O diretor executivo da Associação de Comércio Exterior do Brasil (AEB), José Augusto de Castro, lembra que em 2005 os mesmos auditores fizeram longa greve contra a criação da Super-Receita. E critica duramente a situação atual.

- É inadmissível o governo fazer greve - diz Castro. - Isso afeta muito a imagem do Brasil no exterior, pois gera insegurança sobre o cumprimento dos contratos.

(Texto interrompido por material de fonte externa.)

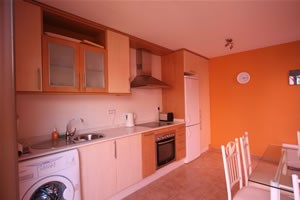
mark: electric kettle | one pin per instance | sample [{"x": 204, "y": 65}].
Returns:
[{"x": 129, "y": 118}]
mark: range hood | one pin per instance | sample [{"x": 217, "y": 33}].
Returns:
[{"x": 144, "y": 77}]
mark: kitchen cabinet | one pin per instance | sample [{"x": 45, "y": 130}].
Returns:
[
  {"x": 109, "y": 167},
  {"x": 117, "y": 46},
  {"x": 70, "y": 66},
  {"x": 28, "y": 46},
  {"x": 180, "y": 142},
  {"x": 98, "y": 170},
  {"x": 148, "y": 153},
  {"x": 174, "y": 66}
]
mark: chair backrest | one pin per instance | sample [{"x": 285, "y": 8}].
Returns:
[
  {"x": 232, "y": 165},
  {"x": 296, "y": 182},
  {"x": 246, "y": 156}
]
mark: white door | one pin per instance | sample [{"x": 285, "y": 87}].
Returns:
[
  {"x": 192, "y": 107},
  {"x": 192, "y": 142}
]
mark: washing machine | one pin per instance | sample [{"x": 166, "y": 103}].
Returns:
[{"x": 54, "y": 176}]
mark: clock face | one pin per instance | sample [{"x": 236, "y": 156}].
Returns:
[{"x": 243, "y": 77}]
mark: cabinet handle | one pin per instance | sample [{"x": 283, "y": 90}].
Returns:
[
  {"x": 39, "y": 78},
  {"x": 115, "y": 145}
]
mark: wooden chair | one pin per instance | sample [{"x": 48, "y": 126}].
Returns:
[
  {"x": 233, "y": 175},
  {"x": 246, "y": 157},
  {"x": 296, "y": 181}
]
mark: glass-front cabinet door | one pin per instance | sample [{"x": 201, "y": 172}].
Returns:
[
  {"x": 93, "y": 69},
  {"x": 60, "y": 65},
  {"x": 70, "y": 66}
]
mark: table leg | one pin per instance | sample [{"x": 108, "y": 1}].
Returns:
[{"x": 274, "y": 191}]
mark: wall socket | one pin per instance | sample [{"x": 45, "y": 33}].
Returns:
[{"x": 112, "y": 111}]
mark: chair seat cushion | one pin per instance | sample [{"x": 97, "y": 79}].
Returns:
[{"x": 251, "y": 193}]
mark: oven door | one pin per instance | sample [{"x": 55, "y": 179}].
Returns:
[{"x": 165, "y": 151}]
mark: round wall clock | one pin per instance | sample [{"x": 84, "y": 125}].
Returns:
[{"x": 243, "y": 77}]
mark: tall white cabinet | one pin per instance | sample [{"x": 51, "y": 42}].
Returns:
[{"x": 109, "y": 167}]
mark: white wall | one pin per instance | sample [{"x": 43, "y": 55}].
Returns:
[
  {"x": 8, "y": 148},
  {"x": 38, "y": 114}
]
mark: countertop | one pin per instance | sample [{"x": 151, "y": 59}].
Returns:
[{"x": 110, "y": 134}]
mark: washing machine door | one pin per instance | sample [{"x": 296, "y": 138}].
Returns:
[{"x": 51, "y": 188}]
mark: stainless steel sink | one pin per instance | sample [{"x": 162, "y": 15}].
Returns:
[{"x": 87, "y": 137}]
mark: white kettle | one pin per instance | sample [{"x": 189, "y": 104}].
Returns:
[{"x": 129, "y": 118}]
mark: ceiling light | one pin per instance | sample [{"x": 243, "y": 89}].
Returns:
[{"x": 229, "y": 43}]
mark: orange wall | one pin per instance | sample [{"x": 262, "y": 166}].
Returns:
[{"x": 267, "y": 106}]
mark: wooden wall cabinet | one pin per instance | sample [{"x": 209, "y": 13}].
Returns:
[
  {"x": 28, "y": 46},
  {"x": 70, "y": 66},
  {"x": 109, "y": 167},
  {"x": 118, "y": 54}
]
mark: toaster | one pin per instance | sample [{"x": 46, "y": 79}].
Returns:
[{"x": 166, "y": 116}]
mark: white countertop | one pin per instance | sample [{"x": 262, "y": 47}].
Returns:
[{"x": 110, "y": 134}]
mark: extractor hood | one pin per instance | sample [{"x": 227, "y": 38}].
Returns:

O Sindicato Nacional dos Auditores Fiscais (Unafisco) afirma que, na média nacional, 70% dos 7.644 auditores, ou seja, 5.351 servidores, aderiram ao movimento. E adverte que importantes postos da Receita ainda devem aderir à paralisação. Caso do Porto de Santos, que parou por 24 horas semana passada e decide hoje sobre nova paralisação, de 48 horas.

Segundo o Unafisco, os grevistas estão mantendo as atividades básicas em funcionamento, como a liberação de importação e exportação de medicamentos e produtos perecíveis. Muitas empresas e federações de indústrias estão conseguindo, via liminar, o rápido desembaraço de suas mercadorias.

A Receita e o Planejamento, diretamente envolvidos com os pleitos dos auditores, não quiseram comentar o movimento nem informar se serão abertas negociações.